Shortly before Saturday morning’s session began, Senate Minority Leader Mitch McConnell of Kentucky told fellow Republicans that he would vote for acquittal. Until then he had kept his intentions opaque. His wife, Elaine Chao, was one of the Trump Cabinet members who resigned in protest after the riot.
More than 60 state and federal courts threw out Trump’s allegations of fraud and wrongdoing, with some judges, including some appointed by Trump himself, effectively laughing his claims out of court as utterly baseless and ludicrous.
But an impeachment is not scored on points. Unlike a criminal or civil trial, in which juries are expected to base a verdict on reasonable doubt or a preponderance evidence, impeachment is an inherently political exercise.
As Rep. Joe Neguse, D-Colo., reminded senators, the mechanism is meant to protect the Constitution and the republic, rather than to punish wrongdoing. “This isn’t a criminal trial,” he said.
He noted that even House members aren’t allowed on the Senate floor, where he and the other prosecutors made their case, making the sight of marauders rifling through senators’ hastily abandoned desks all the more shocking.
House Democrats knew going in that it would be a heavy lift to peel enough Republicans away from their loyalty to party, and set aside fears of Trump’s wrath and backlash from his ardent base.
Even in defeat, and as the first president to stymie a peaceful transition of power or face two impeachments, Trump continues to cast a long shadow over the GOP.
Cruz, Graham and Sen. Mike Lee met several times in a side room with his defense team during the trial, providing legal and strategic advice.
Cruz rejected criticism that such consultations were inappropriate, as they would be in an ordinary courtroom.
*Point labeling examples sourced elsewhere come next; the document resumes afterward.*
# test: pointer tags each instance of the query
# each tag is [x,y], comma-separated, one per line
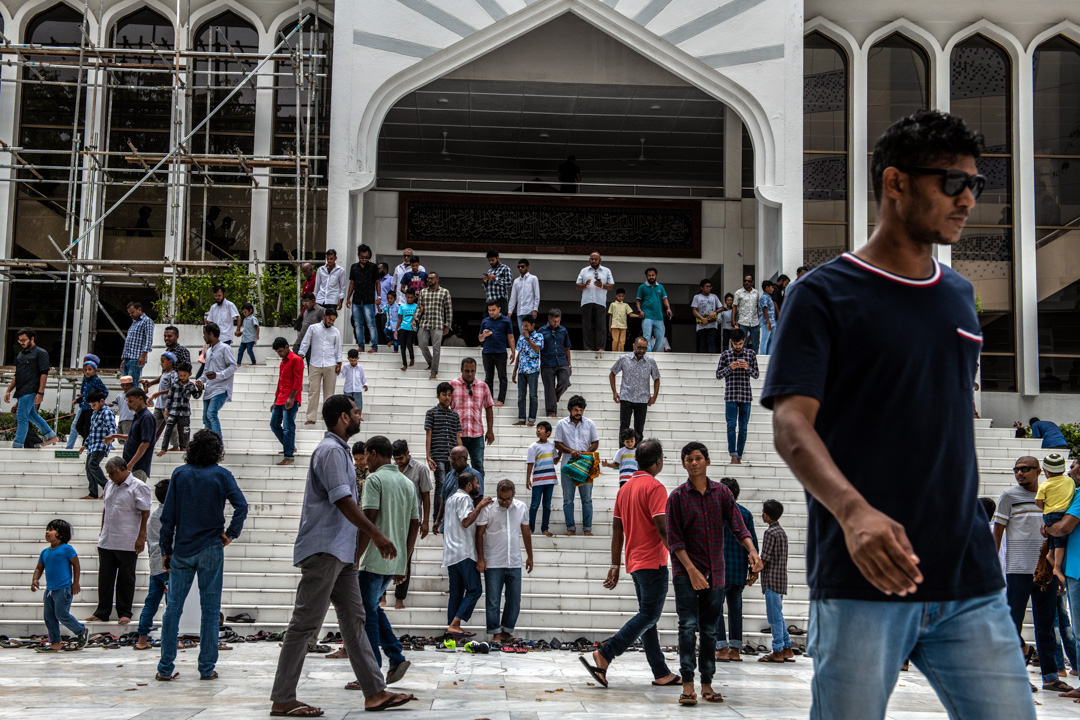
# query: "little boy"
[540,476]
[624,460]
[443,428]
[528,366]
[61,565]
[774,582]
[355,380]
[618,312]
[1053,498]
[178,407]
[159,576]
[248,334]
[103,423]
[90,383]
[124,413]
So did Trump’s lawyers, even as they offered a contradictory claim that the Senate trial lacked the sort of “due process” that a defendant would enjoy in a court of law.
At one point on Saturday, van der Veen insisted that if witnesses were allowed, Vice President Kamala Harris and Speaker Nancy Pelosi would have to appear at his law office in Philadelphia because “that’s the way it work, folks.”
The guffaws from senators on both sides left him flustered.
Van der Veen told senators they can vote to acquit on any of several grounds: belief that an ex-president isn’t subject to the Senate jurisdiction, even though the Senate ruled against that claim 55-45 on Tuesday; that the impeachment was unfair; and that whatever Trump said was protected by his free speech rights.
That sidestepped the substance of the House case – that Trump stoked violence for months by lying about the election, lit the fuse the day of the riot, and proved his ill intent by refusing to call off his supporters or send troops to protect the Capitol, Congress and his own vice president from the mob.
The prosecution relied on the long record of outlandish, anti-democratic rhetoric by Trump, using clip after clip showing his drumbeat of lies about the election and his glorification of political violence.
The day of the riot: “You don’t concede when there’s theft involved.”
The day after Election Day: “They’re trying to steal an election.”
More than a month earlier: “It’s a rigged election – it’s the only way we’re going to lose.”
They showed a clip of former Dallas tea party activist Katrina Pierson, a Trump campaign surrogate, warming up the pre-riot crowd. “They haven’t seen a resistance until they have a seen a patriot fight for their country,” she said.
“This conduct took time,” House manager Dean.